Komisi Pemberantasan Korupsi (KPK) menilai Pemerintah dan Dewan Perwakilan Rakyat (DPR) tidak berkeinginan secara sungguh-sungguh untuk memberantas tindak pidana korupsi.
Hal itu dikatakan Ketua KPK Abraham Samad menanggapi salah satu poin dalam Undang-Undang MPR, DPR, DPD, dan DPRD (MD3) yang memuat ketentuan bahwa pemanggilan anggota DPR oleh penegak hukum harus seizin Presiden RI.
Menurut Abraham, kalau MD3 memuat aturan tentang itu, berarti DPR dan pemerintah tidak punya keinginan memberantas korupsi secara sungguh-sungguh. Padahal praktik korupsi di Indonesia sudah berkembang secara masif sehingga diperlukan tindakan progresif untuk memberantasnya.

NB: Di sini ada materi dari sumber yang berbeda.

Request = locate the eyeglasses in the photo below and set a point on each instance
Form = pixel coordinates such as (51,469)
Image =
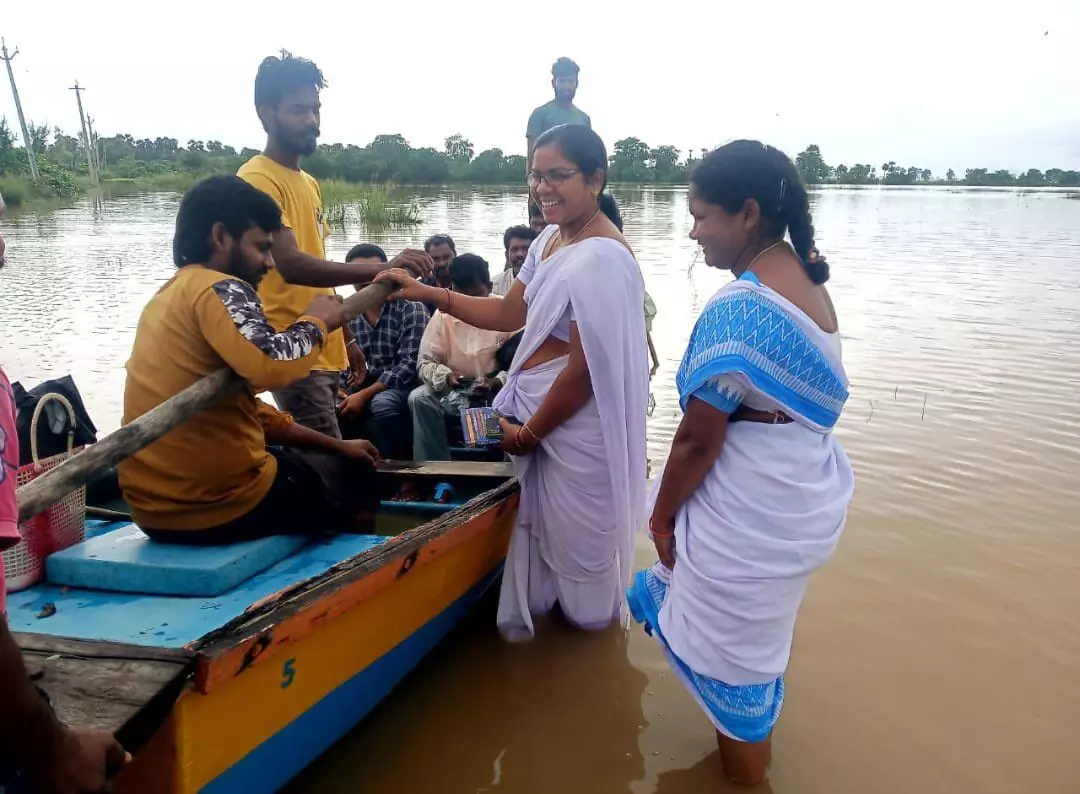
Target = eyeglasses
(554,177)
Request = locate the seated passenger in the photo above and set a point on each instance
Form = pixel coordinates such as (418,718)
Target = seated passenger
(213,480)
(458,366)
(390,338)
(515,243)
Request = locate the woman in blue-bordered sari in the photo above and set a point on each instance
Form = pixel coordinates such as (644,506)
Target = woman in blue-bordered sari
(755,493)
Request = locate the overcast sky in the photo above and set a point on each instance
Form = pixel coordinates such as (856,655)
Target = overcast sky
(934,83)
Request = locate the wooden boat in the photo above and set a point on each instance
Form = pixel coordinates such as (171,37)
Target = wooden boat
(241,690)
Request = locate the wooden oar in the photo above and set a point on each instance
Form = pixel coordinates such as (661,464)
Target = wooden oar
(36,496)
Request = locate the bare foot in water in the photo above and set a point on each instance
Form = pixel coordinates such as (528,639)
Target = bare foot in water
(744,763)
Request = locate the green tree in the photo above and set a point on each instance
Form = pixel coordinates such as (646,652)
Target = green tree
(459,148)
(811,165)
(664,161)
(630,160)
(1033,178)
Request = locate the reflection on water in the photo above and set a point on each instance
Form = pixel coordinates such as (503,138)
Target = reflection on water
(936,653)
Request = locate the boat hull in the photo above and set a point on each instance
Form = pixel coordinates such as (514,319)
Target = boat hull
(256,729)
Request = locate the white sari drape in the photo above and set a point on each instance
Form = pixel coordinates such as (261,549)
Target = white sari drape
(583,488)
(773,506)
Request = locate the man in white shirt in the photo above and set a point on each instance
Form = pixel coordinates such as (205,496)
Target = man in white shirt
(457,365)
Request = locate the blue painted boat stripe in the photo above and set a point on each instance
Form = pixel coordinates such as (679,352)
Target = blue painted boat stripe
(289,751)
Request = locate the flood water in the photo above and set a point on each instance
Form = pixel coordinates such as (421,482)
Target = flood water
(939,649)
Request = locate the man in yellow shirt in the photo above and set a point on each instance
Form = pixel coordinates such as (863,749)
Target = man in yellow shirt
(286,99)
(213,480)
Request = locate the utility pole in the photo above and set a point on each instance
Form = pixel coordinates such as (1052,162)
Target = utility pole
(93,146)
(85,134)
(27,140)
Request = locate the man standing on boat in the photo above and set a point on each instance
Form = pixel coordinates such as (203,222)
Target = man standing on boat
(286,99)
(559,110)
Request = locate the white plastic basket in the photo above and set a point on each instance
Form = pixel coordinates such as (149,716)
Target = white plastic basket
(62,525)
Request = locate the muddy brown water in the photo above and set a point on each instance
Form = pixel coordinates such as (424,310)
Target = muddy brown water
(939,649)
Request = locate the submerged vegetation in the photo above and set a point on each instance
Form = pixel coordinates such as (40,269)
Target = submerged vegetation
(815,171)
(358,177)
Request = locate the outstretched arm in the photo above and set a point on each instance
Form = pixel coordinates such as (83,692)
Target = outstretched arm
(494,313)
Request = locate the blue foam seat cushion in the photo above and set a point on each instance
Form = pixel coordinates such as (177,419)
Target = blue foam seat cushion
(126,561)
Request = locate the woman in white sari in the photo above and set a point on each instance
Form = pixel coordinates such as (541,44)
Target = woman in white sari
(577,391)
(755,493)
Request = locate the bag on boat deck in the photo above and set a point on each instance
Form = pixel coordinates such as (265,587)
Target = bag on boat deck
(52,432)
(53,429)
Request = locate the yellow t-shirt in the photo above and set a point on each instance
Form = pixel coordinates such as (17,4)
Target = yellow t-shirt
(215,467)
(301,210)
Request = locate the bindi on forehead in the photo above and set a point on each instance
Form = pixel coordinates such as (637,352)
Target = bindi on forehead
(550,157)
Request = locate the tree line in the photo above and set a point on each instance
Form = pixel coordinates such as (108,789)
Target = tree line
(815,171)
(163,161)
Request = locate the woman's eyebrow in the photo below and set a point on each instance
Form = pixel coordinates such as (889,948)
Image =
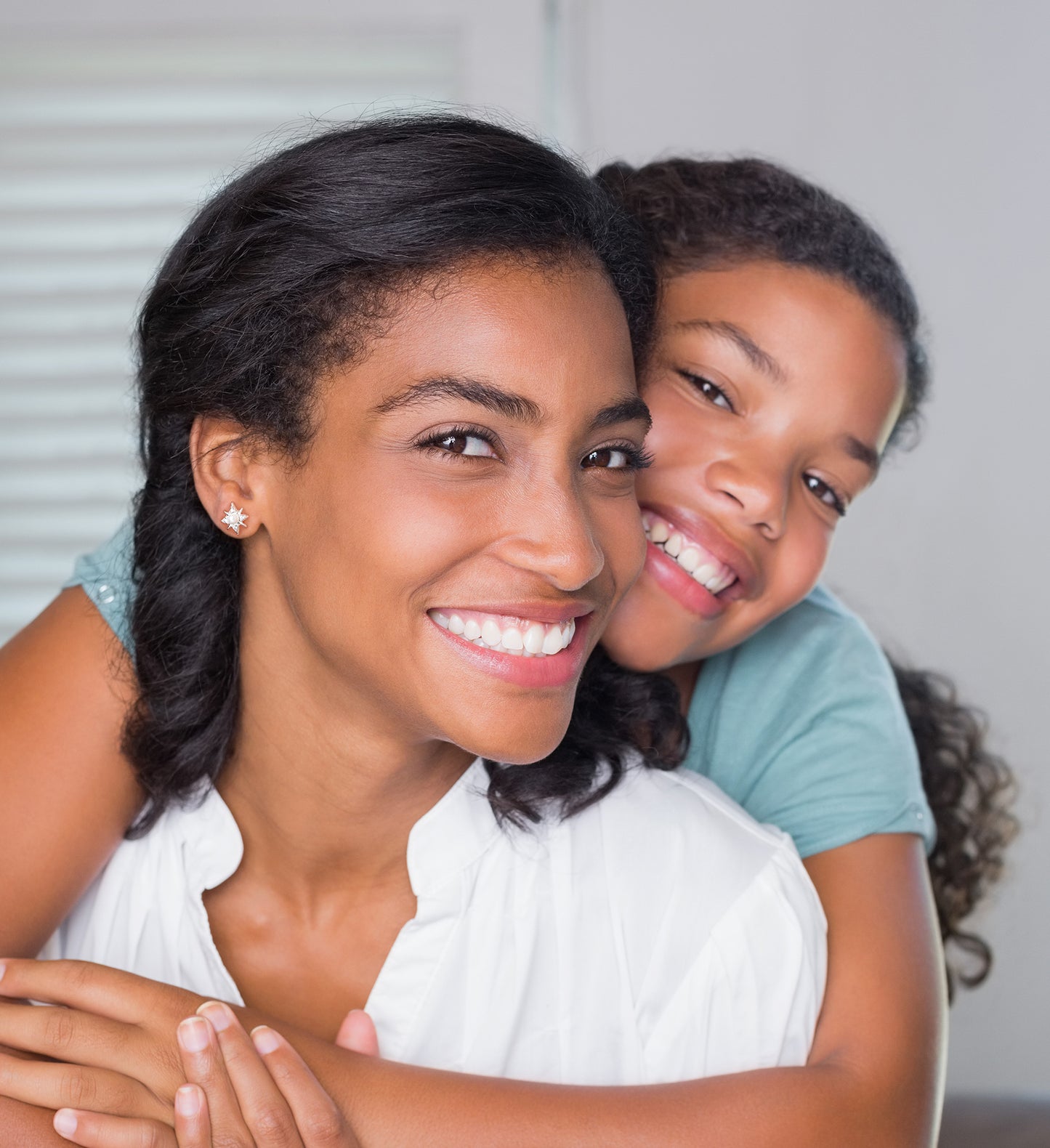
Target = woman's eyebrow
(472,390)
(729,331)
(628,410)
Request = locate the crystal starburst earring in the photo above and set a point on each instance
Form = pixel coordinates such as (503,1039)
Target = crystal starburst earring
(234,519)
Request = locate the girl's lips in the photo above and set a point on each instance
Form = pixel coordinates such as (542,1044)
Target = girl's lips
(685,590)
(553,672)
(695,530)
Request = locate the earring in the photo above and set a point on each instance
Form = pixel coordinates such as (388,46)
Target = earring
(234,519)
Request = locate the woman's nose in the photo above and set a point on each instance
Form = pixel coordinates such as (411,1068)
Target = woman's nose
(552,535)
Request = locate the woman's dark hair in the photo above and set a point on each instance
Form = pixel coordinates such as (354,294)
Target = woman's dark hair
(714,213)
(698,214)
(281,275)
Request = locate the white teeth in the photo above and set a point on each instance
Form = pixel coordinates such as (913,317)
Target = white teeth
(703,567)
(689,559)
(534,639)
(518,637)
(552,642)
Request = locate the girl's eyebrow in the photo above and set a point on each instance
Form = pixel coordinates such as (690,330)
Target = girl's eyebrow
(743,341)
(862,453)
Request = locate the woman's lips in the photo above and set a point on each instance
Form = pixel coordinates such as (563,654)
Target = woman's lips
(541,671)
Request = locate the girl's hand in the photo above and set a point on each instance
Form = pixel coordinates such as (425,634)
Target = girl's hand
(243,1093)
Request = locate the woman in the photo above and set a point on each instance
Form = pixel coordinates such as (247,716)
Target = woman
(389,432)
(855,815)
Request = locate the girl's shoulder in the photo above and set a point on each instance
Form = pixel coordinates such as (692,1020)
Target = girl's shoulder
(106,575)
(804,724)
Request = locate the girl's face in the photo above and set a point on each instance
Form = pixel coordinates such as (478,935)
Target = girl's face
(774,390)
(465,522)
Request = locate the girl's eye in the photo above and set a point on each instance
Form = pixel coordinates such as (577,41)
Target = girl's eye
(825,494)
(711,392)
(616,458)
(466,443)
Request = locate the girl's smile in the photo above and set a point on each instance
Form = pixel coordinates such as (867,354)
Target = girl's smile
(774,390)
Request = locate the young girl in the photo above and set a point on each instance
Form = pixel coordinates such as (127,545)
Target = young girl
(390,429)
(799,720)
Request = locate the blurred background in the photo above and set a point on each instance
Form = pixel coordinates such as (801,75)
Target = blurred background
(117,117)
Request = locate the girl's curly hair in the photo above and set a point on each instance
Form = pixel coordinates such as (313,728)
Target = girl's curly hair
(970,791)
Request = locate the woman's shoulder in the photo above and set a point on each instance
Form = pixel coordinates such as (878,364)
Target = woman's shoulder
(673,841)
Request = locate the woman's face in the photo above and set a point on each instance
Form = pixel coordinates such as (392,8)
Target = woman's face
(465,520)
(774,390)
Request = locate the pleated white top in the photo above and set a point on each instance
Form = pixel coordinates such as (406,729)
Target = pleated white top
(660,934)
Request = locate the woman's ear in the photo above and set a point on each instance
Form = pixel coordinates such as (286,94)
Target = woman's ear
(230,477)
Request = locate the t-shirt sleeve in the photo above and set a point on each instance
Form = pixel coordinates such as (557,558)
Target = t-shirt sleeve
(106,575)
(752,995)
(804,726)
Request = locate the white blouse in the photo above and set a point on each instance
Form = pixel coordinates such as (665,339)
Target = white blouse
(660,934)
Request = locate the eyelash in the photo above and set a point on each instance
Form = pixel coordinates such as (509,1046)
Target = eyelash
(434,442)
(700,384)
(838,503)
(637,458)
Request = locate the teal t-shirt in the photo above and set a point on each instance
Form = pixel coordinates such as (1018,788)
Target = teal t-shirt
(801,724)
(804,726)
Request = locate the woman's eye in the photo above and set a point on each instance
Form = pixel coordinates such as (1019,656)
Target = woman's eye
(825,494)
(463,442)
(711,392)
(615,458)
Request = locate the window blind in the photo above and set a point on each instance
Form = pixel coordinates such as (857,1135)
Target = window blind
(106,148)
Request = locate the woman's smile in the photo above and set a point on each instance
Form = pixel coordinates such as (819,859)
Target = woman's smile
(519,647)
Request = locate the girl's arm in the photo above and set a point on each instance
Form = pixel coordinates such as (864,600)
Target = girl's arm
(873,1080)
(68,795)
(875,1076)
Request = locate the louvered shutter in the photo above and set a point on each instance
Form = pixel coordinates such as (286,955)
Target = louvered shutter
(106,148)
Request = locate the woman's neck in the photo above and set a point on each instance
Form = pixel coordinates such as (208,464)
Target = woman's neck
(685,676)
(325,785)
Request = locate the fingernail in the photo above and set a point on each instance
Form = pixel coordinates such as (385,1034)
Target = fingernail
(218,1014)
(188,1100)
(193,1035)
(65,1122)
(265,1039)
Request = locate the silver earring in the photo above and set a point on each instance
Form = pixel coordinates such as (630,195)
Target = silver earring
(234,519)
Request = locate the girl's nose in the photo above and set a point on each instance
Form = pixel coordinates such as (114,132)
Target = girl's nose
(756,494)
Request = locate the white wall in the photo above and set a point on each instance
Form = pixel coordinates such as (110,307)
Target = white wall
(932,117)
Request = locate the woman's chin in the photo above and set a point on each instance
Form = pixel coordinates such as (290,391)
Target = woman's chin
(517,743)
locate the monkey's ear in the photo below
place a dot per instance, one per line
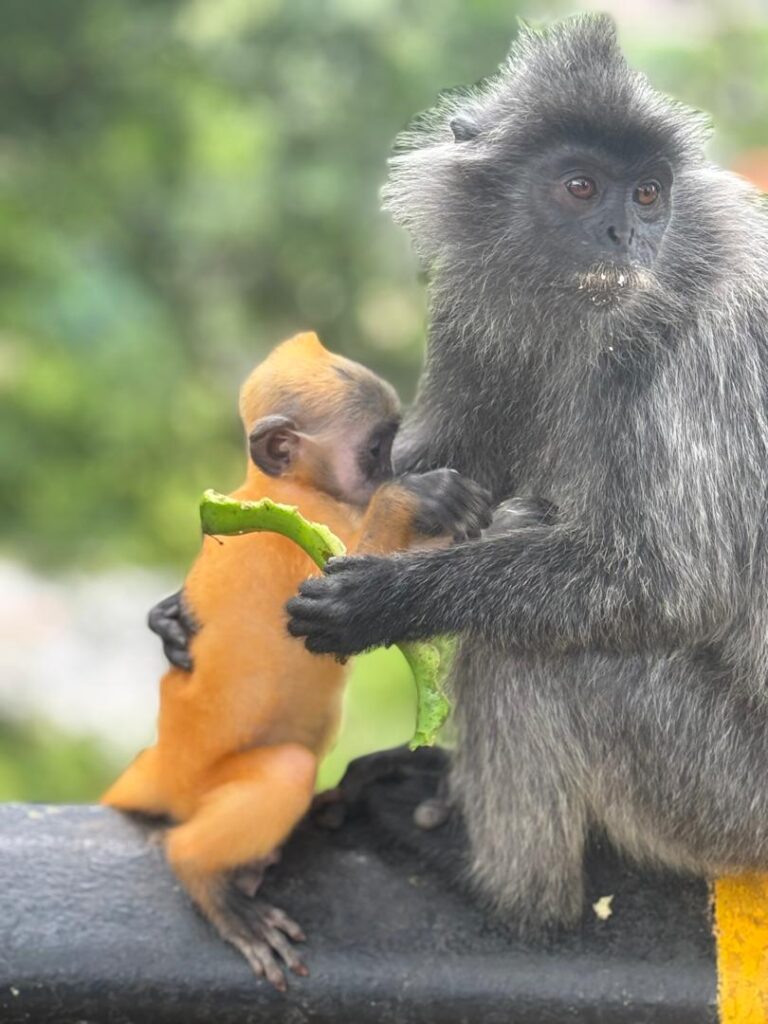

"Bukan justru membuat aturan yang melemahkan pemberantasan korupsi," kata Abraham, Jumat (11/07).
Abraham mengatakan, penegakkan hukum dan pemberantasan korupsi tidak bolah dihalangi aturan-aturan yang baru dibuat, termasuk Revisi UU MD3.
Hal senada dikatakan Juru Bicara KPK Johan Budi. Menurut Johan, revisi UU MD3 yang memuat poin soal izin presiden tersebut sebagai langkah mundur. "Ini langkah mundur dan tidak sejalan dengan semangat reformasi dan upaya pemberantasan korupsi," kata Johan.
Koalisi Masyarakat Sipil untuk perubahan UU MD3 mengkritisi revisi salah satu pasal UU MD3 yang menyebutkan pemanggilan anggota DPR harus seizin Presiden RI.
Koalisi masyarakat sipil menilai ketentuan tersebut cenderung membuat anggota DPR sulit disentuh proses hukum. Proses birokratisasi izin pemeriksaan tersebut juga akan menghambat proses penyelidikan dan penyidikan yang dilakukan penegak hukum. Hal ini akan membuat proses hukum terhadap anggota DPR menjadi tersendat.